# Rearc Data Quest - Part 2

## What this notebook does -
1. **Fetch the payload** from DataUSA API using the `tesseract/data.jsonrecords` endpoint with `drilldowns=Year,Nation` & `measures=Population`.  
2. **Do not reshape or aggregate** the JSON. We upload **exactly** what the API returns.  
3. **Write the exact JSON** to `population_data.json` locally and then **PUT the same bytes** to S3.  
4. **Validations** (optional) to catch mistakes (e.g., verify `Year` appears in `columns`, `data` has >1 row).

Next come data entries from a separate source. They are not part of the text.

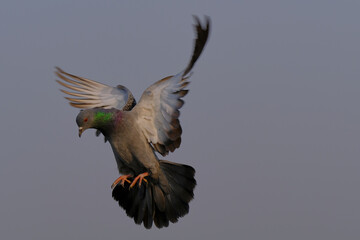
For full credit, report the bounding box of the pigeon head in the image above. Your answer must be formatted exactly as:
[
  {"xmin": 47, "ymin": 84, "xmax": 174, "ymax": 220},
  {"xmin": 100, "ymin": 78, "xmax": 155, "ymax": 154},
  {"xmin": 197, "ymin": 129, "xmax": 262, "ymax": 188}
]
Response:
[{"xmin": 76, "ymin": 109, "xmax": 118, "ymax": 137}]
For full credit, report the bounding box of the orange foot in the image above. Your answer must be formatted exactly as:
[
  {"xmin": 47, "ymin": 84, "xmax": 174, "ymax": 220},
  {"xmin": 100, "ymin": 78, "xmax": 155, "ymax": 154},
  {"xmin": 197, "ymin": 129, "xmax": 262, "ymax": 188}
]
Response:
[
  {"xmin": 129, "ymin": 172, "xmax": 149, "ymax": 189},
  {"xmin": 111, "ymin": 174, "xmax": 132, "ymax": 189}
]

> Set your AWS credentials in the environment (or credentials file) and update `BUCKET_NAME` and `OBJECT_KEY` below.

In [1]:
# --- Imports ---
import os, json, sys, time
from typing import Dict, Any
import requests
import boto3
from botocore.exceptions import ClientError


In [2]:
# --- Configuration ---
API_URL = "https://honolulu-api.datausa.io/tesseract/data.jsonrecords?cube=acs_yg_total_population_1&drilldowns=Year%2CNation&locale=en&measures=Population"
API_PARAMS = {
    "cube": "acs_yg_total_population_1",
    "drilldowns": "Year,Nation",
    "locale": "en",
    "measures": "Population"
}

# >>>> EDIT THESE if needed <<<<
BUCKET_NAME = os.getenv("REARC_DQ_BUCKET", "rearc-dataquest-harpreet")  # change if needed
OBJECT_KEY  = "part2/population_data.json"                              # path in S3 bucket

In [None]:
# --- Step 1: Fetch the payload (Year,Nation drilldowns) ---
def fetch_population_payload() -> Dict[str, Any]:
    resp = requests.get(API_URL, params=API_PARAMS, timeout=30)
    resp.raise_for_status()
    return resp.json()

payload = fetch_population_payload()

# Pretty-print a short preview for sanity (first 2 data rows if present)
print("columns:", payload.get("columns", []) )
print("data rows:", len(payload.get("data", [])))
print("sample:", payload.get("data", [])[:2])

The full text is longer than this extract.